2.自分のためだけに富を用いた愚かな金持ちの例え

・イエスは自分のために富を用いた愚かな金持ちの例えを話される。彼は多くの富を与えられたのに、門前の貧乏人のために少しも用いようとしなかった。彼は富が自分のものではなく、委託されていることに気づかなかった。
-ルカ16:19-21「ある金持ちがいた。いつも紫の衣や柔らかい麻布を着て、毎日ぜいたくに遊び暮らしていた。この金持ちの門前に、ラザロというできものだらけの貧しい人が横たわり、その食卓から落ちる物で腹を満たしたいものだと思っていた。犬もやって来ては、そのできものをなめた」。
・貧乏人は死んで天国に行った。金持ちも死んだがその行き先は地獄だった。金持ちは苦しさにあえぎ、ラザロを遣わしての救済を願う。彼は今でもラザロを召使のように思っている。天のアブラハムはきっぱりと拒否する。
-ルカ16:22-25「金持ちは陰府でさいなまれながら目を上げると、宴席でアブラハムとそのすぐそばにいるラザロとが、はるかかなたに見えた。そこで、大声で言った『父アブラハムよ、私を憐れんでください。ラザロをよこして、指先を水に浸し、私の舌を冷やさせてください。私はこの炎の中でもだえ苦しんでいます』。しかし、アブラハムは言った『子よ、思い出してみるがよい。お前は生きている間に良いものをもらっていたが、ラザロは反対に悪いものをもらっていた。今は、ここで彼は慰められ、お前はもだえ苦しむのだ』」。

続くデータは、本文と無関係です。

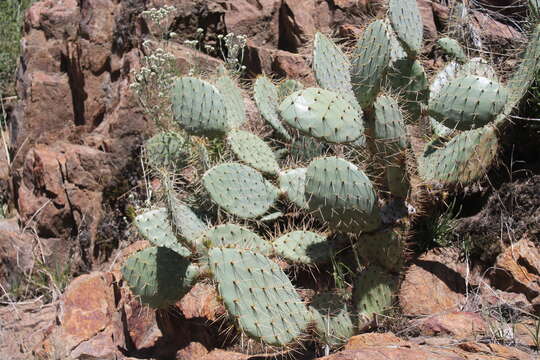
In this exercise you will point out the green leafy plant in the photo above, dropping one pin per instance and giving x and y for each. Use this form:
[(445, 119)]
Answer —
[(342, 176)]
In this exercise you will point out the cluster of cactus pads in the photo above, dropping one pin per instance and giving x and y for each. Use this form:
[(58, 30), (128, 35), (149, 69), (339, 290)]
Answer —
[(338, 158)]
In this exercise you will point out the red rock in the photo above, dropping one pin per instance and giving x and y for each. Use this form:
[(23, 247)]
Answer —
[(459, 325), (436, 272), (517, 269)]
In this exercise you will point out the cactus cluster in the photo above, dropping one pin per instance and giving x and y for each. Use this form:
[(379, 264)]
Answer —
[(335, 172)]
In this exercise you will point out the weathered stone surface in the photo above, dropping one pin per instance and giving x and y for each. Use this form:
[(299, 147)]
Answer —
[(517, 269), (459, 325), (439, 272)]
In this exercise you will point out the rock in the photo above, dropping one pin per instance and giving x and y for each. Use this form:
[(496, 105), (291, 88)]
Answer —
[(458, 325), (222, 354), (201, 302), (440, 272), (373, 339), (89, 325), (24, 327), (517, 269)]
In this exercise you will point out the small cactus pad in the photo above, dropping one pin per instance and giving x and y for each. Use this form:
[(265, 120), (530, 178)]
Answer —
[(384, 248), (389, 129), (234, 102), (253, 151), (407, 23), (322, 114), (266, 98), (330, 65), (370, 63), (166, 150), (259, 296), (452, 48), (287, 87), (463, 159), (409, 79), (333, 323), (198, 107), (159, 276), (342, 195), (187, 224), (293, 183), (240, 190), (303, 247), (468, 102), (372, 294), (155, 226), (235, 236)]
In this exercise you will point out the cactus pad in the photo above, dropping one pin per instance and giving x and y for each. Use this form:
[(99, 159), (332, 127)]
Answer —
[(384, 248), (322, 114), (266, 98), (452, 48), (199, 108), (166, 149), (372, 294), (463, 159), (233, 100), (159, 276), (407, 23), (330, 65), (370, 63), (468, 102), (259, 296), (303, 247), (293, 183), (240, 190), (333, 323), (342, 195), (155, 226), (235, 236), (252, 150), (389, 128), (287, 87)]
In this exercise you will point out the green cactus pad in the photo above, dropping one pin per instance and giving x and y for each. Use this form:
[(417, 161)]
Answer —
[(155, 226), (267, 100), (370, 63), (330, 65), (322, 114), (452, 48), (521, 80), (240, 190), (259, 296), (409, 79), (303, 247), (235, 236), (166, 150), (407, 23), (187, 224), (253, 151), (468, 102), (233, 100), (372, 294), (342, 195), (463, 159), (287, 87), (159, 276), (389, 127), (293, 183), (199, 108), (333, 322), (384, 248)]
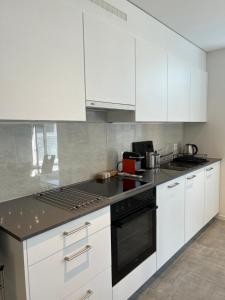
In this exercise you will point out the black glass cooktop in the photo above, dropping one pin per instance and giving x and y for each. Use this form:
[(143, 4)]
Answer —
[(109, 187)]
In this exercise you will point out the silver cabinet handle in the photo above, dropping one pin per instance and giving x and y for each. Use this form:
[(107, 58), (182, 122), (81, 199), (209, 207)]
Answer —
[(86, 225), (88, 294), (191, 177), (173, 185), (209, 169), (75, 255)]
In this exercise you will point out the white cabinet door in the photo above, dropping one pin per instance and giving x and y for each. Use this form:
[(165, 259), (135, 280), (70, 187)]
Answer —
[(170, 219), (100, 288), (55, 277), (198, 96), (42, 68), (212, 178), (109, 63), (194, 203), (151, 82), (178, 89)]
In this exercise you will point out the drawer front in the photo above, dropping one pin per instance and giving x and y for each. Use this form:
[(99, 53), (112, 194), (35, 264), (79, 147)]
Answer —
[(95, 289), (55, 277), (50, 242)]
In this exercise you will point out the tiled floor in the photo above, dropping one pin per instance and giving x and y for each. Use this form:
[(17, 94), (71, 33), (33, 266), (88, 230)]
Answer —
[(197, 274)]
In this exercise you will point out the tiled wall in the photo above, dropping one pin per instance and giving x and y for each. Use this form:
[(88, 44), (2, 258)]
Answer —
[(80, 149)]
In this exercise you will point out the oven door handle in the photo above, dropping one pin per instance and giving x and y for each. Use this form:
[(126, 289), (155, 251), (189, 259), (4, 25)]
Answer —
[(120, 222)]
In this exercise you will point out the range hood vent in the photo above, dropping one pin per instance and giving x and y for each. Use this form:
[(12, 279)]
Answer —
[(110, 8)]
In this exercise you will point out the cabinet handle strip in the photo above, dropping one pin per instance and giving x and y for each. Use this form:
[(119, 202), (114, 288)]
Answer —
[(75, 255), (173, 185), (88, 294), (191, 177), (86, 225), (209, 169)]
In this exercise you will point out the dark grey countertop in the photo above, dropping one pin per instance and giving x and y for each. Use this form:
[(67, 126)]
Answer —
[(26, 217)]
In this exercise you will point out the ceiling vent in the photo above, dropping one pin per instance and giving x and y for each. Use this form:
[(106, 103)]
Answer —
[(112, 9)]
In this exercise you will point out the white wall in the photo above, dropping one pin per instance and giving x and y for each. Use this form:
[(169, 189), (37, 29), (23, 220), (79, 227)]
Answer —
[(210, 137)]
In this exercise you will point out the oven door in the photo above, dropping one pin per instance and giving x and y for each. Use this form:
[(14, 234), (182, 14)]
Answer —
[(133, 240)]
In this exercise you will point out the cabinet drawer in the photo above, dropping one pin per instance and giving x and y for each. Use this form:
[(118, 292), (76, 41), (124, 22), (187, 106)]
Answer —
[(95, 289), (44, 245), (71, 268)]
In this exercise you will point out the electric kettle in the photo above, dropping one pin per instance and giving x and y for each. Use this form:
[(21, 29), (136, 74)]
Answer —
[(190, 149)]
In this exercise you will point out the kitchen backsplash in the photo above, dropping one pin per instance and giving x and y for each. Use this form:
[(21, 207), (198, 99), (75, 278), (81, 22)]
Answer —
[(39, 156)]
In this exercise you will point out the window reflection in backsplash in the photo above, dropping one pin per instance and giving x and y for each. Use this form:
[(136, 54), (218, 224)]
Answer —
[(43, 155), (44, 148)]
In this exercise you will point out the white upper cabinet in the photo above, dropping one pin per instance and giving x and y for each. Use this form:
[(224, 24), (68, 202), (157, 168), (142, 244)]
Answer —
[(151, 82), (198, 96), (41, 59), (178, 89), (109, 64)]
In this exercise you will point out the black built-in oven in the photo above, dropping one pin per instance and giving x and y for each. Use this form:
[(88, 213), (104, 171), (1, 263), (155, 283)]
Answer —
[(133, 232)]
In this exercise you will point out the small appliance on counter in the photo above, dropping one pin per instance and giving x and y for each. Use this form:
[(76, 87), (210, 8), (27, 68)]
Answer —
[(192, 159), (190, 149), (142, 148), (131, 163), (152, 160)]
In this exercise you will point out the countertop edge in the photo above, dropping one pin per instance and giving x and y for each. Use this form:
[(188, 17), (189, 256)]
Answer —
[(111, 201)]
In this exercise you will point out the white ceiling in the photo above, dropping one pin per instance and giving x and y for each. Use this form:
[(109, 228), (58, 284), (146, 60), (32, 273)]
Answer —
[(200, 21)]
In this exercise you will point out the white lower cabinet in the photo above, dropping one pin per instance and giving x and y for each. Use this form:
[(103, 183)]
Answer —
[(170, 219), (134, 280), (66, 271), (194, 203), (100, 288), (212, 178)]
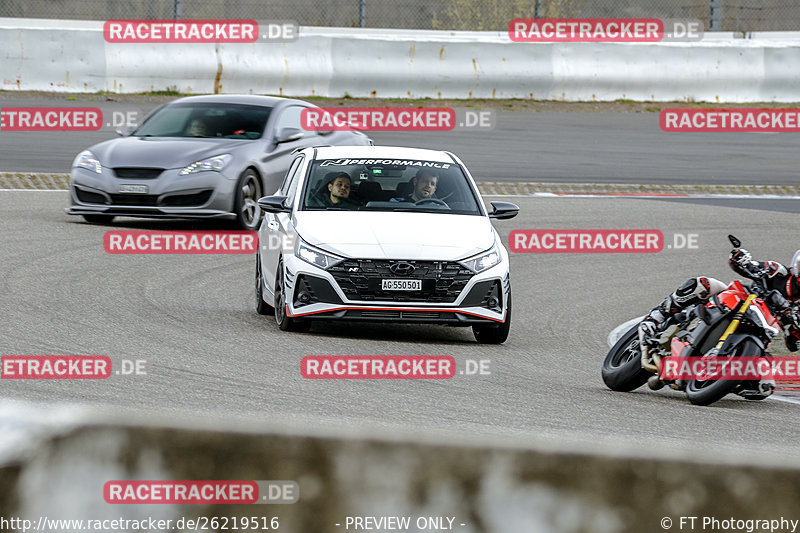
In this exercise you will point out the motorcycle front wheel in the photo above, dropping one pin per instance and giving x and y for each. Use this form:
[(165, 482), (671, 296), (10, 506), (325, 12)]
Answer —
[(709, 391), (622, 368)]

・金持ちはここで初めて自分の愚かさに気づき、兄弟に警告するために、ラザロを遣わして欲しいと願うが、再び拒否される。聖書に聞かないものは、復活の主が現れてもそれを信じないだろう。
−ルカ16:29-31「『お前の兄弟たちにはモーセと預言者がいる。彼らに耳を傾けるがよい・・・もし、モーセと預言者に耳を傾けないのなら、たとえ死者の中から生き返る者があっても、その言うことを聞き入れはしないだろう』」。
・この例えを自分に語られたと聞いて人生を変えられたのは、A.シュバイツアーだった。彼は30歳の時に医学を学ぶことを決意し、38歳で医者として赤道アフリカに赴いた。自伝「水と原生林のはざまで」に彼は書く。
-「金持ちと貧乏なラザロとのたとえ話は我々に向かって話されているように思われる。我々はその金持ちだ。我々は進歩した医学のおかげで、病苦を治す知識と手段を多く手にしている。しかも、この富から受ける莫大な利益を当然なことと考えている。かの植民地には貧乏なラザロである有色の民が我々同様、否それ以上の病苦にさいなまれ、しかもこれと戦う術を知らずにいる。その金持ちは思慮がなく、門前の貧乏なラザロの心を聞こうと身を置き換えなかったため、これに罪を犯した。我々はこれと同じだ」。